Credit: NASA, ESA, M. Kornmesser

Anyone with a true fondness for space and astronomy will eventually stumble across Carl Sagan's discussion of the Pale Blue Dot. This is a fond name that Sagan had for Earth which, given all of its water, looks a little blue. However, there is a true blue dot drifting out in the cosmos, and it's not the Earth. It is HD 189733b, a cobalt-blue planet approximately 63 light-years from our solar system.

This planet reflects blue light a lot more than the Earth or the other planets in our solar system. So will we be able to make this planet into Earth 2.0? Not quite. In fact, saying that this planet is inhospitable is a bit like saying that the center of a volcano is inhospitable.

For starters, the planet is a scorching 2,000 degrees Fahrenheit (1,200 C). This is a bit problematic, as the highest temperature at which the human body can sustain life for any extended period is 108 degrees Fahrenheit/ 42 C (I feel the need to take a moment to recognize the magic number --42 --Douglas Adams, anyone? ). And even at this temperature, most people will die, especially those who already suffer from infirmity.

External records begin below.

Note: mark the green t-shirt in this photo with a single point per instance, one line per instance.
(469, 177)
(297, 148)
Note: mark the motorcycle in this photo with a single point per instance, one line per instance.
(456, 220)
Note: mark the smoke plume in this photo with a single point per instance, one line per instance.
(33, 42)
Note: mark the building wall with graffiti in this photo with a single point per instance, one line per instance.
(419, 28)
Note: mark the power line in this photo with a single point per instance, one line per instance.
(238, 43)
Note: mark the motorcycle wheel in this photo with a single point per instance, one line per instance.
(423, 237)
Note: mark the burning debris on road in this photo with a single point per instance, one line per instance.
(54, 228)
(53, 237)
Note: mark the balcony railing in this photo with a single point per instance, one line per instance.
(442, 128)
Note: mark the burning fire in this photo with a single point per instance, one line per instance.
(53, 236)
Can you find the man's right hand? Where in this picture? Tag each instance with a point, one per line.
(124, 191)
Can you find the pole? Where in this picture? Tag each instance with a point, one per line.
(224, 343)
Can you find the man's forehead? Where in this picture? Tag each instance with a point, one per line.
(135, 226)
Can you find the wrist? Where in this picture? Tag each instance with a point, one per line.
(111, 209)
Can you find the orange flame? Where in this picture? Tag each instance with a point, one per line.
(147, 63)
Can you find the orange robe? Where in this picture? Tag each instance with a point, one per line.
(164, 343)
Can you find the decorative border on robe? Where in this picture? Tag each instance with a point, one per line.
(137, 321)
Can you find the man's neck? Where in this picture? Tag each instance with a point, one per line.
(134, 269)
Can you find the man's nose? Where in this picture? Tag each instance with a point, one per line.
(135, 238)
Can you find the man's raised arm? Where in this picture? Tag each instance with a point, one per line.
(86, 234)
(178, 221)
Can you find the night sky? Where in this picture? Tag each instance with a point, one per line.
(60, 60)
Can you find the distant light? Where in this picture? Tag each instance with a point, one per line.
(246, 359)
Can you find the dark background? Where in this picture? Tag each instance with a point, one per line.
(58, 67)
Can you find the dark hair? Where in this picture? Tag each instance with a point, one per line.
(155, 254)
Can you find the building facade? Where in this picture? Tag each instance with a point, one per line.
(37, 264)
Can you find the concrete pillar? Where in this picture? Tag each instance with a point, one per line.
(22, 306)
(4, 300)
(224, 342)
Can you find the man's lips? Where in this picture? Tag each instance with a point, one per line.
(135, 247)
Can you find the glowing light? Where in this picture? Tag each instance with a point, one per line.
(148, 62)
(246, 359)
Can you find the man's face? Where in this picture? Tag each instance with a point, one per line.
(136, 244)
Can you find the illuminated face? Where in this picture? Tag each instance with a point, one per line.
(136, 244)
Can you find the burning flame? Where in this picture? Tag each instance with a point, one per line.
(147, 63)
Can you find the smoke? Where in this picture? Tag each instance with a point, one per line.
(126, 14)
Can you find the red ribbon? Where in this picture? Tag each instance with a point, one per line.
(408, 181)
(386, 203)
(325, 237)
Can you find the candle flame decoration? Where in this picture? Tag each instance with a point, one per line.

And this is only the beginning of the woes that HD 189733b has in store for us. In addition to the extreme temperatures, the planet rains glass. If that's not enough, the amazing wind-speeds whip the glass about so that it rains sideways. In these howling winds, which reach 4,500mph (7,200kmh), you would literally be cut to pieces. For further comparison, an F5 tornado (the most intense tornado on Earth) has wind speeds that only reach 320 mph (420 kmh). These speeds are enough to debark trees, make automobile sized missiles fly through the air, level even the most well constructed houses and buildings, and cause your body to flap about like a rag doll, so you really wouldn't stand a chance on HD 189733b.

So, what is it that makes this inhospitable planet blue? (at these extreme temperatures, it's obviously not life-giving water)

Ultimately, the cobalt blue color comes from that planet's hazy blow-torched atmosphere, which contains high clouds of silicate droplets. In essence, because of the extreme temperatures, the silicates form very small drops of glass that scatter blue light more than red light.

The key to this deadly planet lies in its proximity to its star. Ultimately, the planet is a mere 2.9 million miles from its parent star. For comparison, Mercury, the closest planet to the Sun, is a whopping 35.9 million miles (57.9 million km) from the solar surface.